Examples

The simplest way to use this library is with the common pySpark entry script. It will expect command line arguments --zipFile and --binaryName, the values of which will be used to determine the archive and binary inside that archive to invoke using the .NET runner. All other command line arguments are passed directly to the compiled assembly.

# Copyright (c) Microsoft Corporation.
# Licensed under the MIT license.

"""
Demonstrate minimal use of the Spark .NET runner functionality.
"""

from shrike.spark import run_spark_net


if __name__ == "__main__":
    run_spark_net()

The compiled C# assembly is responsible for prefixing log statements with SystemLog: and catching + prefixing exception stack traces.

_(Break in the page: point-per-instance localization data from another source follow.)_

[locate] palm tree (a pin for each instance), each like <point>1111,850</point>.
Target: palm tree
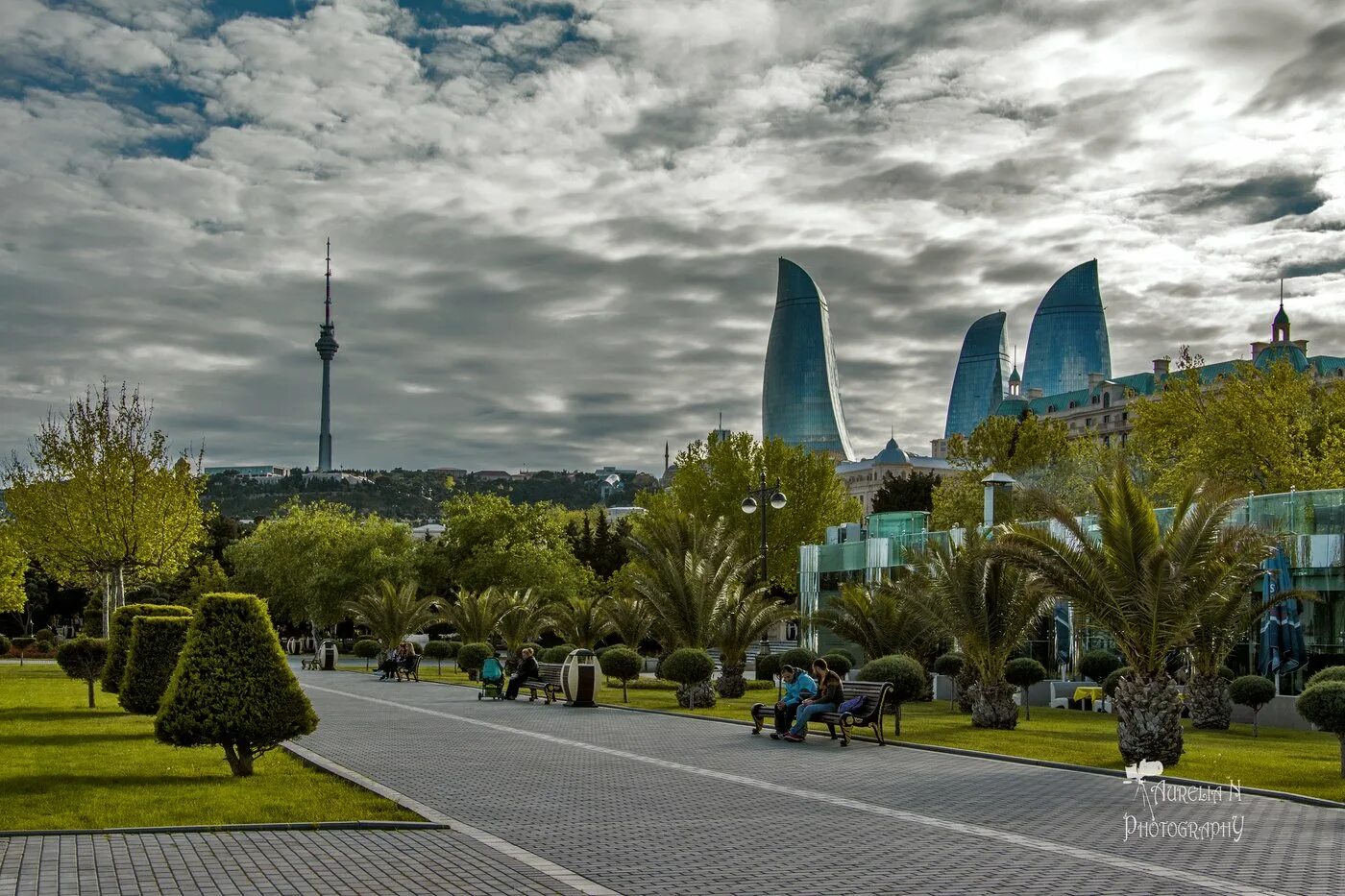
<point>581,620</point>
<point>878,619</point>
<point>682,568</point>
<point>629,618</point>
<point>392,613</point>
<point>988,606</point>
<point>477,615</point>
<point>737,621</point>
<point>1143,586</point>
<point>522,619</point>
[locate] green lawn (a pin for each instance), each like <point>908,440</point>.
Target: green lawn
<point>67,765</point>
<point>1281,759</point>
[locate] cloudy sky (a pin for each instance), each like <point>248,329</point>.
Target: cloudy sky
<point>554,225</point>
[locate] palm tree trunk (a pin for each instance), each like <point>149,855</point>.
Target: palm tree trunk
<point>1210,708</point>
<point>1149,720</point>
<point>992,707</point>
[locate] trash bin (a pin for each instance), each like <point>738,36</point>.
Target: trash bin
<point>329,655</point>
<point>578,677</point>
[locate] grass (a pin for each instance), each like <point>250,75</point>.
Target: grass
<point>67,765</point>
<point>1297,762</point>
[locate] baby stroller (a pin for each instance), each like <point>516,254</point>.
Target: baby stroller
<point>493,680</point>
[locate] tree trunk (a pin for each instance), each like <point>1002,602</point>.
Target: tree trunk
<point>1210,708</point>
<point>730,682</point>
<point>992,707</point>
<point>1149,720</point>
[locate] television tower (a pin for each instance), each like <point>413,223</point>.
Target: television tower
<point>327,348</point>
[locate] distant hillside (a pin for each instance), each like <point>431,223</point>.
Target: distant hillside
<point>407,494</point>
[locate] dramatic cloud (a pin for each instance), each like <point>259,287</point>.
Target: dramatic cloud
<point>554,225</point>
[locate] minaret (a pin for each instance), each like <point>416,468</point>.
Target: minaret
<point>327,348</point>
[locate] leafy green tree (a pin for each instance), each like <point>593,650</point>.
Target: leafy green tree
<point>311,560</point>
<point>1146,588</point>
<point>912,492</point>
<point>390,613</point>
<point>101,496</point>
<point>989,607</point>
<point>1255,429</point>
<point>232,685</point>
<point>84,658</point>
<point>713,478</point>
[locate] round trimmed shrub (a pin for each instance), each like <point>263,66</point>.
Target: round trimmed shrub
<point>1098,664</point>
<point>769,666</point>
<point>907,677</point>
<point>1253,691</point>
<point>118,642</point>
<point>155,646</point>
<point>840,662</point>
<point>797,657</point>
<point>555,654</point>
<point>1322,675</point>
<point>622,664</point>
<point>1109,684</point>
<point>232,685</point>
<point>471,657</point>
<point>84,658</point>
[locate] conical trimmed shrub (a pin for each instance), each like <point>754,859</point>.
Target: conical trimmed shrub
<point>155,644</point>
<point>118,642</point>
<point>232,685</point>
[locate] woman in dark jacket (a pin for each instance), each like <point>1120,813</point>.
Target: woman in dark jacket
<point>830,693</point>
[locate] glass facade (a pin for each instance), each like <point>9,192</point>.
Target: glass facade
<point>982,372</point>
<point>800,396</point>
<point>1068,338</point>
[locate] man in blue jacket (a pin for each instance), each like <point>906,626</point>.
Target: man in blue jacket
<point>797,687</point>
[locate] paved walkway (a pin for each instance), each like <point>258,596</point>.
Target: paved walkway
<point>605,801</point>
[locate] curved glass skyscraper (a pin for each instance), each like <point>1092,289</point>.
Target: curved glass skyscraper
<point>1068,338</point>
<point>800,397</point>
<point>982,370</point>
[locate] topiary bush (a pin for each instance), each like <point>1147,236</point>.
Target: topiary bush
<point>555,654</point>
<point>1324,705</point>
<point>232,685</point>
<point>622,664</point>
<point>118,641</point>
<point>1109,685</point>
<point>797,657</point>
<point>690,667</point>
<point>439,651</point>
<point>155,644</point>
<point>840,662</point>
<point>84,658</point>
<point>1024,673</point>
<point>1098,664</point>
<point>1322,675</point>
<point>1254,691</point>
<point>907,677</point>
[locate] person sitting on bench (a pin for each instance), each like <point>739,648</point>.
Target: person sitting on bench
<point>829,697</point>
<point>797,687</point>
<point>526,670</point>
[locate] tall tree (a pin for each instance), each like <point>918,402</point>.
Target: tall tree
<point>101,496</point>
<point>715,476</point>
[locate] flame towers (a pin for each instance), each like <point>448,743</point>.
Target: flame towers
<point>800,396</point>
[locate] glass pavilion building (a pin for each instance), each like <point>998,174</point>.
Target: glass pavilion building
<point>979,381</point>
<point>800,396</point>
<point>1068,338</point>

Long-term, that functionality will be provided by This library could provide a C# version of the logging functionality, but for now you will have to home-brew your own.

It is possible to easily customize the command-line arguments for "zip file" and "assembly name", e.g. like this.

run_spark_net("--zip-file", "--assembly-name")

For more advanced configuration, e.g. customizing the Spark session, use the run_spark_net_from_known_assembly method like below.

# Copyright (c) Microsoft Corporation.
# Licensed under the MIT license.

"""
Demonstrate advanced use of the Spark .NET runner functionality.
"""

import argparse
from pyspark.sql import SparkSession
from shrike.spark import run_spark_net_from_known_assembly


def main(args):
    spark = SparkSession.builder.appName(args.app_name).getOrCreate()

    run_spark_net_from_known_assembly(
        spark, "dotnet-publish.zip", "assembly-name", ["--input", args.input_path]
    )


if __name__ == "__main__":
    parser = argparse.ArgumentParser()
    parser.add_argument("--app-name")
    parser.add_argument("--input-path")
    args = parser.parse_args()
    main(args)